Modified absorption - more convenient treatment regimens
LVT derivatives improve absorption across membranes because they have altered physicochemical properties when compared with
their parent compounds. Clavis Pharma has also shown that, compared with parent compounds, which can often only be administered
by injection, LVT-derived drugs may be absorbed by the oral, dermal and inhalation routes. Indeed, in animal models, LVT drugs
have successfully been administered by the following routes: intravenous, intraperitoneal, intracerebral, intratumoural, oral,
dermal (topical) and by inhalation. Clinical studies will be required to see if it is practicable to administer LVT drugs
by these routes in man.
Pharmacokinetic profile - improved efficacy and safety profile
An important aim of drug therapy is to maintain an effective but non-toxic concentration (the 'therapeutic window') for a
sustained period. Too high a concentration of drug may be toxic while a concentration that is too low may be ineffective.
The ideal drug remains in a target tissue or cell within the therapeutic window for a prolonged time, thereby reducing the
need for frequent administrations (as illustrated in the figure below). Clavis Pharma has demonstrated, for elacytarabine and CP-4126, that LVT can give sustained cellular levels of the active agent, causing prolonged inhibition of DNA synthesis (and thereby
inhibiting cell division), when compared with the parent molecules. Thus, there is reason to believe that LVT-based drugs
may allow effective treatment with less frequent dosing.

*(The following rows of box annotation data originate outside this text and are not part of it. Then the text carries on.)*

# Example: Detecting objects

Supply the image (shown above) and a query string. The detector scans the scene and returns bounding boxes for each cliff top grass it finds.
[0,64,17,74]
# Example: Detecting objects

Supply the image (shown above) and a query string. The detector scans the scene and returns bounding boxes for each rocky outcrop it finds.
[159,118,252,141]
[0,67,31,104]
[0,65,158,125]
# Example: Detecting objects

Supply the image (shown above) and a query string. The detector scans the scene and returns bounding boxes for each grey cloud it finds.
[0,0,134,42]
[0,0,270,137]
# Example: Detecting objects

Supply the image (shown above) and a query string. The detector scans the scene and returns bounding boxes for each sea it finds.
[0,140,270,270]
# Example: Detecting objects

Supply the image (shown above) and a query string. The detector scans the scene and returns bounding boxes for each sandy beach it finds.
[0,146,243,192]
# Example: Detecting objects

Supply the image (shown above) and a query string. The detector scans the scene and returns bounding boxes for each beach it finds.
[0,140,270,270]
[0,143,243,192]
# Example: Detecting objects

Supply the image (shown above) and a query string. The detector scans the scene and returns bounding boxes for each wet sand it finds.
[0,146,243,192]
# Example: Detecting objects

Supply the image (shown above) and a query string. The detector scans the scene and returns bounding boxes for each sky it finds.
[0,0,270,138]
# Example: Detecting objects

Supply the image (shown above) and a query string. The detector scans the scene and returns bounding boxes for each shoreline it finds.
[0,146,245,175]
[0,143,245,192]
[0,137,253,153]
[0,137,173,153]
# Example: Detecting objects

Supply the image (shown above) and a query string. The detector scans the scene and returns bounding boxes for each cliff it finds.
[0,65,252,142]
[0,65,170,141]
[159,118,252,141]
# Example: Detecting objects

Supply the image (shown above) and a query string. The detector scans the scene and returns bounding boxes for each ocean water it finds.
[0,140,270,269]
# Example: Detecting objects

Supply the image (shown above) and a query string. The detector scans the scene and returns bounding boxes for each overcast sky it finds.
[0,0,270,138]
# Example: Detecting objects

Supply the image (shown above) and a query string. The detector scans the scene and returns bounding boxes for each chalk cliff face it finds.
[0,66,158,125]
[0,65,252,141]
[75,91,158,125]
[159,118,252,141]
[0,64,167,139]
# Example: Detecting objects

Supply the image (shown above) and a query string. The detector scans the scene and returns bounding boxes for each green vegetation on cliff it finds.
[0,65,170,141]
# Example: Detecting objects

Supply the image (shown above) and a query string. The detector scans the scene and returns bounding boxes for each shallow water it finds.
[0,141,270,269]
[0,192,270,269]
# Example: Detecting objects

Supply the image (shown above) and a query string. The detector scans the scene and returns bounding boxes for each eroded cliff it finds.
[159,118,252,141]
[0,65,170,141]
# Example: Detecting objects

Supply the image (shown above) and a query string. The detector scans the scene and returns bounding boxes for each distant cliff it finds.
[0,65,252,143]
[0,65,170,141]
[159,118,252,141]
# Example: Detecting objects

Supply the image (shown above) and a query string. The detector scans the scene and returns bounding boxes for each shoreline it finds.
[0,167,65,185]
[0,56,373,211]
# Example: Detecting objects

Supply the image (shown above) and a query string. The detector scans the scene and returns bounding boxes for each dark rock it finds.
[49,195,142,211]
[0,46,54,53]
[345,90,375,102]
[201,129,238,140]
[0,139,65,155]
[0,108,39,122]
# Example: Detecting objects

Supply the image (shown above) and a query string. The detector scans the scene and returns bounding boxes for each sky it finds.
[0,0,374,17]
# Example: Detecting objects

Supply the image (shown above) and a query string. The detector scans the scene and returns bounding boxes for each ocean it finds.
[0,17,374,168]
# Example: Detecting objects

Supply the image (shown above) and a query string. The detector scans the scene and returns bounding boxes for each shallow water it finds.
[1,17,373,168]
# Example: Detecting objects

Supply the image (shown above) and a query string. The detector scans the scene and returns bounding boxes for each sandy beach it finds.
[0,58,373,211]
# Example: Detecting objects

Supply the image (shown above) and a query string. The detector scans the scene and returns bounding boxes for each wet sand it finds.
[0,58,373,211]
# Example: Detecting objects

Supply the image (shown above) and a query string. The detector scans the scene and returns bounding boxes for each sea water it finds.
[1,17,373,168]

Increased cellular uptake - improved efficacy
Drugs that need to enter cells to reach their targets are often entering the cell through tightly controlled transport mechanisms
within the cellular membrane that are specific to the class of compunds in question. Sometimes the level of drug flow through
such transport mechanisms - influx - limits the amount of drug transported into a cell and limits efficacy of the drug. LVT
derivatives have shown cellular uptake that overcome insufficient transport into cells. Thus, multi-fold increases in cellular
uptake have been demonstrated with Clavis Pharma's anti-cancer and anti-viral compounds.
Resistance - improved efficacy
Resistance, or lack of sensitivity to a drug developing over time, may be due to a number of factors including decreased
cellular uptake of the drug into the cell (influx), increased transport out of the cell (efflux), imbalance between activation
and inactivation of a particular drug, and competition for the target of the compound. LVT products have been shown to circumvent
several such resistance mechanisms.
Metabolism and excretion - improved efficacy and reduced toxicity
Metabolism refers to the biochemical modification of a drug within the body. A transformation is often required for a drug
to achieve its active state. Yet other chemical modifications may transform a drug to its inactive state. Clavis Pharma has
demonstrated increased activation and reduced deactivation for several LVT derivatives when compared to their parent compounds.
Clavis Pharma has demonstrated that LVT derivatives can have an effect on additional molecular mechanisms, potentially giving them increased efficacy when compared with the parent drug.